景饲生没说话。寒致满脸崇拜:“我这脑子一辈子是赶不上了。”
末了,寒致又觉得自己脑中灵光一闪,“这国师向来和景大人不对付,但是他的爱女却很喜爱景大人您,不若景大人就娶了他女儿,省去日后不少麻烦。”

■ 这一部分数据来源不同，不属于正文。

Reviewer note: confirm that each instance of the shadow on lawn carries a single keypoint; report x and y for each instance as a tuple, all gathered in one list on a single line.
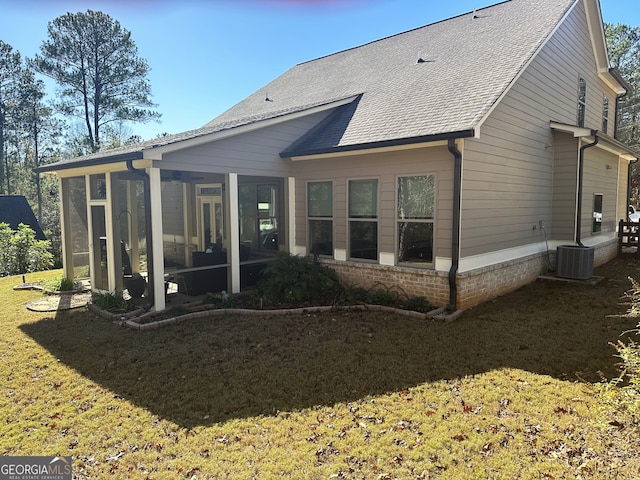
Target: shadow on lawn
[(210, 370)]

“……”景饲生今日难得有些耐心,“你知道什么人需要政治联姻吗?”
寒致沉思。
景饲生直截了当地告诉他:“没本事的人。”
“景大人,您这话说得不对。先熙王当年不也是为了和平,而娶了定边大将军的妹妹——如今的太妃吗?可是先熙王便很有本事,无论是治国之能,还是征战之能。*齐\盛,暁/税·罔- ?追·罪`鑫,漳?节*”
“为了和平——那只是旁人眼中如此。”景饲生垂下眼。
苏霭对浮玉,从来都是真心。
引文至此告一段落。